En dépit des divergences sur le statut futur de la Mission, plusieurs délégations, dont celles de la Slovénie et du Guyana, qui s’exprimait au nom des A3+ (Algérie, Mozambique, Sierra Leone et Guyana), ont, elles aussi, insisté sur la nécessité d’engranger davantage de financements.  Il faut encourager les États Membres à soutenir la Mission financièrement et le Conseil à utiliser tous les outils à sa disposition afin d’aider la MMAS à préparer le terrain pour la tenue d’élections et la Police nationale d’Haïti à reprendre le contrôle sur les quartiers tombés entre les mains des gangs armés, a insisté le représentant slovène, qui a appelé à « ne pas répéter les erreurs du passé ».  « Le peuple haïtien a le droit à la sécurité et la prospérité », a appuyé la Suisse.

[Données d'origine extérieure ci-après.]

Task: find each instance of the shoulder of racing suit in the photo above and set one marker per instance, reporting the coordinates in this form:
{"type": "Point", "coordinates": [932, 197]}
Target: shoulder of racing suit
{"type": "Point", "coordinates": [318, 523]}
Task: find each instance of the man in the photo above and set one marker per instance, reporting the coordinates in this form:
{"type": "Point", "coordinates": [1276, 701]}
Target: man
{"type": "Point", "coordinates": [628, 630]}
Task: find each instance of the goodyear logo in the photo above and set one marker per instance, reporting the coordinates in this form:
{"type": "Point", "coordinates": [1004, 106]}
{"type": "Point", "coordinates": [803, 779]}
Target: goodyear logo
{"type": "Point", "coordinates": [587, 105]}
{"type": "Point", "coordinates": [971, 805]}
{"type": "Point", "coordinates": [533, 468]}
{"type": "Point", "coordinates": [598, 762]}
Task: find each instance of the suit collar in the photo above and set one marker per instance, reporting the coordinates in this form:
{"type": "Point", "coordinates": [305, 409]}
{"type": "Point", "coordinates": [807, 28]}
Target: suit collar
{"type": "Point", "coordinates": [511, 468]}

LA QUESTION CONCERNANT HAÏTI

Texte du projet de résolution (S/2024/695)

Le Conseil de sécurité,

Rappelant toutes ses résolutions antérieures concernant Haïti, notamment les résolutions 2645 (2022), 2653 (2022), 2692 (2023) et 2743 (2024), et réaffirmant la résolution 2699 (2023),

Remerciant les responsables kényans de la Mission multinationale d’appui à la sécurité, se félicitant du déploiement de la Mission en Haïti, en réponse à l’appel lancé par le Secrétaire général et le Gouvernement haïtien, après consultations avec Haïti et compte tenu du fait que, dans sa résolution 2699 (2023), le Conseil a autorisé qu’un appui soit apporté à Haïti sur le plan de la sécurité, et se félicitant également que plusieurs États Membres aient proposé de participer à la Mission et que des contributions financières aient été versées à l’appui des opérations de la Mission, 

Se déclarant profondément préoccupé par la situation en Haïti, s’agissant notamment de la violence, des activités criminelles et des déplacements massifs d’Haïtiens,

Se félicitant du partenariat établi entre les autorités haïtiennes et les responsables de la Mission pour rétablir la sécurité publique dans l’intérêt du peuple haïtien,

Réaffirmant la nécessité de continuer de mener un processus politique dirigé et contrôlé par les Haïtiens qui permette la tenue d’élections présidentielle et législatives libres et régulières, et rappelant le mandat de la Mission, qui consiste à créer les conditions de sécurité propices à leur tenue,

Déclarant que le Secrétaire général peut fournir à la Mission des moyens d’appui logistique, lorsque la Mission et ses donateurs en font la demande, dans le plein respect de la politique de diligence voulue en matière de droits de l’homme en cas d’appui de l’ONU à des forces de sécurité non onusiennes, à condition que ces moyens soient remboursés en intégralité à l’Organisation des Nations Unies à l’aide des contributions volontaires disponibles,

Considérant que la situation en Haïti continue de menacer la paix et la sécurité internationales et la stabilité dans la région,

Agissant en vertu du Chapitre VII de la Charte des Nations Unies,

1.    Décide de proroger jusqu’au 2 octobre 2025 le mandat confié à la Mission multinationale d’appui à la sécurité par la résolution 2699 (2023), et demande de nouveau à Haïti et aux responsables de la Mission de l’informer régulièrement, ainsi que le Secrétaire général, des progrès accomplis concernant le déploiement;

2.    Rappelle et réaffirme les autres paragraphes de la résolution 2699 (2023), en notant que les mesures d’embargo sur les armes prévues au paragraphe 14 de ladite résolution ont été réaffirmées et reconduites dans la résolution 2700 (2023);

3.    Encourage la Mission à accélérer son déploiement et souhaite voir s’accroître les contributions volontaires et l’appui à la Mission;

4.    Décide de rester activement saisi de la question.